Pence spent taxpayer money to protest players exercising their First Amendment rights, and Hoosiers should not support his stunt.
Both Pence and Trump have expressed their opinions that the national anthem does not simply represent our nation in its entirety but specifically the soldiers that fight for our country.
Pence tweeted that he “will not dignify any event that disrespects our soldiers, our flag or our National Anthem.”
The Indiana branch of the American Legion, a local veterans group composed of 84,000 members, agreed with Pence’s actions. It said, “Kneeling during the National Anthem and not paying respects to the flag is offensive to many in the veterans community.”

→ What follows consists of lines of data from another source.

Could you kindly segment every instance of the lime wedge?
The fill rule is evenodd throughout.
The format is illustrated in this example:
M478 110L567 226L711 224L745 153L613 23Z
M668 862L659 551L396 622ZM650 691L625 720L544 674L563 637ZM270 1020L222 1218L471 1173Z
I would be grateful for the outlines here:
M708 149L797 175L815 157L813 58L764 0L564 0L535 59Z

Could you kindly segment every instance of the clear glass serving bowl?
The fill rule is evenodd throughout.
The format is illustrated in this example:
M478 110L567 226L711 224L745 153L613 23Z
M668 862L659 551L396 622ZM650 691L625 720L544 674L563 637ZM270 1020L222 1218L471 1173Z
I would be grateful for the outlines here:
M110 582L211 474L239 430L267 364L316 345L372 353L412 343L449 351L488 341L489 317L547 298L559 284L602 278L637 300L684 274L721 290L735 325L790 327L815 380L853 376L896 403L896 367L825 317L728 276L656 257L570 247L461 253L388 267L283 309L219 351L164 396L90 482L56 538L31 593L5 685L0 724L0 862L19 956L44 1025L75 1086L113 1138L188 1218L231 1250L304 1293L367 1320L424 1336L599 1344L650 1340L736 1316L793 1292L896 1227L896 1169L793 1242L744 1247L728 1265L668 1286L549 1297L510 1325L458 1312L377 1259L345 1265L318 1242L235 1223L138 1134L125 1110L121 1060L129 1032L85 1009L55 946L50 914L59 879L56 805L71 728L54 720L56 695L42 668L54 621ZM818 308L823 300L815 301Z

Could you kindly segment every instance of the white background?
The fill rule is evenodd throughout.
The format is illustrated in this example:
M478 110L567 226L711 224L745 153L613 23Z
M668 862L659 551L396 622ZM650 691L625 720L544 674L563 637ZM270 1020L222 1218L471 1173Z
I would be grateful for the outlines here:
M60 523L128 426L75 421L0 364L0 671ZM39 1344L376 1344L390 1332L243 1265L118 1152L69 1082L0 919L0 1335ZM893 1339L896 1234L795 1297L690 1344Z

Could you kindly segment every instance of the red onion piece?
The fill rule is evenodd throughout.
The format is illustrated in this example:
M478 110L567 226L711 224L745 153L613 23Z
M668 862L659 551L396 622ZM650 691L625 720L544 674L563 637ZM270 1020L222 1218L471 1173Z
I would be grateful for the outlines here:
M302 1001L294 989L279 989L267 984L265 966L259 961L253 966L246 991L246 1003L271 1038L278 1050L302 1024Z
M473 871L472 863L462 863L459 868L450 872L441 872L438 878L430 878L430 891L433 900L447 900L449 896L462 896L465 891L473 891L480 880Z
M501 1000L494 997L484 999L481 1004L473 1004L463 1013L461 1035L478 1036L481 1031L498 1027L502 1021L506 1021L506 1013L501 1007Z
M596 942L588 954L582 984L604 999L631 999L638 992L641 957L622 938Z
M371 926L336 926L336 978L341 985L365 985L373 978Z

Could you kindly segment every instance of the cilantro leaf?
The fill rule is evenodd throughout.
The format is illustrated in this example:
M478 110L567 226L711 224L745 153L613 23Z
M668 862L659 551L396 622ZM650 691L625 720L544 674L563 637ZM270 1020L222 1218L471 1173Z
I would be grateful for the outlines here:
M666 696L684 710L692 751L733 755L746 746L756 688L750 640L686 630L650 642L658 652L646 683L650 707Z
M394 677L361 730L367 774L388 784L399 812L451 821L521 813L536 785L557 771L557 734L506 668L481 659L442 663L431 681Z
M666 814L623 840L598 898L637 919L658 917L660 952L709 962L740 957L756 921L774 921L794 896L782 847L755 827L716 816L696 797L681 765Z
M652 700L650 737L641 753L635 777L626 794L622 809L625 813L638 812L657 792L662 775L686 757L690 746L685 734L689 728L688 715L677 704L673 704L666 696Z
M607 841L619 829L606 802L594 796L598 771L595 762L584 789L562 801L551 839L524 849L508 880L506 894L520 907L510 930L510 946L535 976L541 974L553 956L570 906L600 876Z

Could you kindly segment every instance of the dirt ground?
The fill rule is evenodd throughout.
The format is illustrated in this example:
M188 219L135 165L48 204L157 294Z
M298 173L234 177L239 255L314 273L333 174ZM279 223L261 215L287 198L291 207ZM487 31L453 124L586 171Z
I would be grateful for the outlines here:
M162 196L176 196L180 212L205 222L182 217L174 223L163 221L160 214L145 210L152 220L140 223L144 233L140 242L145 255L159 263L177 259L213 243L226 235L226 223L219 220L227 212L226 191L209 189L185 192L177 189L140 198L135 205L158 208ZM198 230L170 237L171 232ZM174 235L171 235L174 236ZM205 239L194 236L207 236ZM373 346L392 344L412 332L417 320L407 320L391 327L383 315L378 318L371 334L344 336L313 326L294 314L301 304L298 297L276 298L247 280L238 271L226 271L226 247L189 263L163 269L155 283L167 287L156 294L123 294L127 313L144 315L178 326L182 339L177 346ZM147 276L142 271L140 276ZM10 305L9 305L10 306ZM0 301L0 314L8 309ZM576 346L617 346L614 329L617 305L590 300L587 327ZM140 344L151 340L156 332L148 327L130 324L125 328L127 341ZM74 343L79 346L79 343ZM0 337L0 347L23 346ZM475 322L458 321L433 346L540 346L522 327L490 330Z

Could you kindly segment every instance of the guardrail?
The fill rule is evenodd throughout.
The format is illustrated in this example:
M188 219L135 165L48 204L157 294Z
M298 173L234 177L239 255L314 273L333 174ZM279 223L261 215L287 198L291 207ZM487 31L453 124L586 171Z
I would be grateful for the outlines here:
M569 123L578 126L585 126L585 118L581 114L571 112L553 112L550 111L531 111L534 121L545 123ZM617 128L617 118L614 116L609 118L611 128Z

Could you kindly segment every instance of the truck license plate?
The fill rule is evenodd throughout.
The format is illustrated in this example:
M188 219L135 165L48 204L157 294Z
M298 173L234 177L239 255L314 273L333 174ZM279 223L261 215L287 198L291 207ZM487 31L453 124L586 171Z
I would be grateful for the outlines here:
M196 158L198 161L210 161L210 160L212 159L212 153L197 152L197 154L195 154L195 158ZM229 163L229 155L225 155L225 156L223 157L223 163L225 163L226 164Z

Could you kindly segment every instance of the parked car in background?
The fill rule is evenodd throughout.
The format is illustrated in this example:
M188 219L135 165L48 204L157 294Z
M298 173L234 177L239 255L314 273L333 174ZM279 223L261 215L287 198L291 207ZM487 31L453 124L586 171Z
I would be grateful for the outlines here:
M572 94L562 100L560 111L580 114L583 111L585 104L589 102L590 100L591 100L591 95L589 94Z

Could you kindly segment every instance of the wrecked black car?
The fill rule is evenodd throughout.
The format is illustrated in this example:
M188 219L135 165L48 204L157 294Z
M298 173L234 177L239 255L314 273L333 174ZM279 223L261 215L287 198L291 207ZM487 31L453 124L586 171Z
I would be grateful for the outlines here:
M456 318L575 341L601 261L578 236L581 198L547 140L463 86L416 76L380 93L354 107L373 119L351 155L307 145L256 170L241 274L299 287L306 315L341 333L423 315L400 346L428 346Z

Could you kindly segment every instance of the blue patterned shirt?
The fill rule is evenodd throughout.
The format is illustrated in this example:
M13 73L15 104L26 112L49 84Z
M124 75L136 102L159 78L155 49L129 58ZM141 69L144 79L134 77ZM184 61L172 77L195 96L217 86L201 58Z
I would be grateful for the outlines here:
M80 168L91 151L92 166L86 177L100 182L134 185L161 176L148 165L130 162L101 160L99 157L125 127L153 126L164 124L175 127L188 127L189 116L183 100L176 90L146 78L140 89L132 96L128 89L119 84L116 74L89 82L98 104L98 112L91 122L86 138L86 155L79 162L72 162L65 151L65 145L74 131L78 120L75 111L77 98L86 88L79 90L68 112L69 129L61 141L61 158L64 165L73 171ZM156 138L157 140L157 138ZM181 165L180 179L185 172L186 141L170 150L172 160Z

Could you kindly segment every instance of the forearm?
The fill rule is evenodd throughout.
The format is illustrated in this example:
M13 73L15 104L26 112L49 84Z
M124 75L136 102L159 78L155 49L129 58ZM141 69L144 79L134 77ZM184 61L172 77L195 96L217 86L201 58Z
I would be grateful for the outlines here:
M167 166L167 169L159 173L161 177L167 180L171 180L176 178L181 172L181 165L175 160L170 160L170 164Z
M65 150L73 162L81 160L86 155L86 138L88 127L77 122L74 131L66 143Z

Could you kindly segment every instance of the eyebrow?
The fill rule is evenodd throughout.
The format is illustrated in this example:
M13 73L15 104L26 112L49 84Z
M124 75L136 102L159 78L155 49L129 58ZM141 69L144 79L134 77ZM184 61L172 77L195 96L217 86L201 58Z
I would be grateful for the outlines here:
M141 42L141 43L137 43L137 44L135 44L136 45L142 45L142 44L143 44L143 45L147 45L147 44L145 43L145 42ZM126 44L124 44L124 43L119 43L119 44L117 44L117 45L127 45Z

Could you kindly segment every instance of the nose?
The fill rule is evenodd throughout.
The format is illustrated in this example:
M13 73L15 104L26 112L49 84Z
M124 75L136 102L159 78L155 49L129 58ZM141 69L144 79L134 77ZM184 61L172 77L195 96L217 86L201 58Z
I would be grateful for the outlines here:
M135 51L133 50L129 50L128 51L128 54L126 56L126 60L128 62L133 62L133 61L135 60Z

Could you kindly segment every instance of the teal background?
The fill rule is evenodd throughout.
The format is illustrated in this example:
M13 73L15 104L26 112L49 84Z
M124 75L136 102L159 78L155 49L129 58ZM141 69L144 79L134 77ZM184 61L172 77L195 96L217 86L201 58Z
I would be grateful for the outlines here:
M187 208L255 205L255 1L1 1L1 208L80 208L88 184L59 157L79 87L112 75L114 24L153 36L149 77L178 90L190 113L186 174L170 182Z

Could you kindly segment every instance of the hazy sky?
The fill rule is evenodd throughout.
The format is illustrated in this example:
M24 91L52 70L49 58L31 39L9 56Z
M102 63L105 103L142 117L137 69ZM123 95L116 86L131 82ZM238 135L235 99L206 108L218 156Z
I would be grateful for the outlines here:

There are, of course, plenty who disagree. Eric Reid, a player for the San Francisco 49ers, told the press that he has “the utmost respect for the military, for the anthem, for the flag” and has several family members in the military, but his decision to kneel “is about systemic oppression that has been rampant in this country.”
Confusion about the nature of the protest is not the only reason why Pence is receiving criticism. Many are also concerned about the taxpayer money Pence used to attend the game.
Travel expenses to and from Indianapolis are approximately $242,500, too much money for what critics view as a political stunt. This number does not include security expenses.
It is necessary, and even admirable, for elected officials to be consistent with the beliefs that got them elected. However, Pence and Trump have made their points clear, and continuous reiteration of these points in this manner is proving to be unhelpful.
The Editorial Board feels it is not enough for Pence to acknowledge that “everybody’s entitled to their opinion” – especially when he and Trump are treating the players’ opinions as invalid. The players' stance on racial injustice is perfectly legitimate.
The time has come for our nation’s highest-ranking public servants to recognize that their actions are not serving the public and are instead impeding progress on a critical social issue.
The problems that kneeling players are calling attention to are real ones, and they deserve sincere consideration. After all, black Americans make up 25 percent of people killed by police this year, despite making up only 13 percent of the population.
Historically, black Americans are three times more likely than white Americans to be killed by police.
Pence claimed in a tweet that he doesn’t “think it’s too much to ask NFL players to respect the Flag and our National Anthem.” Well, Mr. Pence, we don’t think it’s too much to ask that you address the needs of your constituents.
We do not need any more stubborn stunts or petty refusals from the men elected to lead us. What we do need are serious reforms to our criminal justice system and empathetic solidarity for those affected by racial violence.